With MLB’s dubious Civil Rights Game about to start momentarily between the Cards and Indians, the former’s Preston Wilson raises an interesting point or two with the St. Louis Post Dispatch’s Joe Strauss.

When it announced the first annual Civil Rights Game between the Cardinals and Cleveland Indians less than four months ago, Major League Baseball envisioned this weekend as a commemoration of the civil rights movement and baseball’s role in enacting social change.

Cardinals outfielder Preston Wilson, meanwhile, notices that he is part of another change: the game’s ever-diminishing minority of African-American players.

The veteran Wilson is the only African-American player on the Cardinals’ projected opening day roster. He has witnessed the steady ebb of black athletes from the game for two decades.

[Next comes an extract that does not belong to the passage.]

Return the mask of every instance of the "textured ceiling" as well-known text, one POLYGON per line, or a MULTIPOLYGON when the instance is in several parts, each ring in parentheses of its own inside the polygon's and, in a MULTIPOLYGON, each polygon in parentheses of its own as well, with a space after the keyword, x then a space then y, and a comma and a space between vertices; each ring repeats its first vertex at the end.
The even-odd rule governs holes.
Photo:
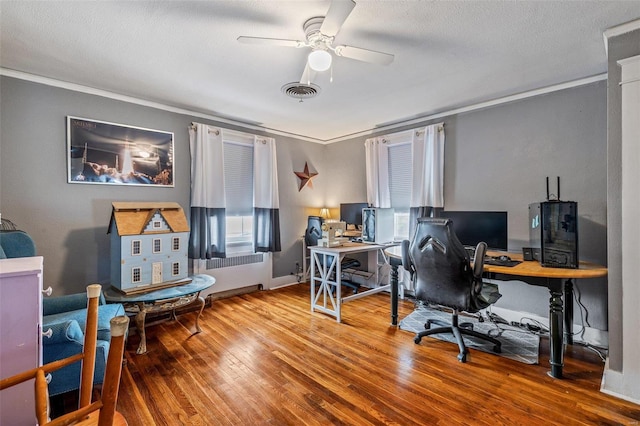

“I think the perception is if there’s a dark-skinned Latin guy out there, then he’s black,” Wilson said before Friday’s game against the Memphis Redbirds. “A lot of people don’t differentiate. But it’s not the case. There are a lot of issues involved.”

While Major League Baseball has made recent strides in elevating the number of minorities in its front offices and the central office, it has fought a losing battle against the well-known attrition of black athletes. Of players on major league rosters last season, only 8.7 percent were African-American.

Wilson sees few black role players in today’s game. Citing all-time pinch hit leader Lenny Harris (above) as an exception, Wilson said, “There are no mediocre guys who are black who are the 25th man on their roster. It just doesn’t happen. We don’t get those jobs. You can say it sounds whatever. But it’s true. Name one.”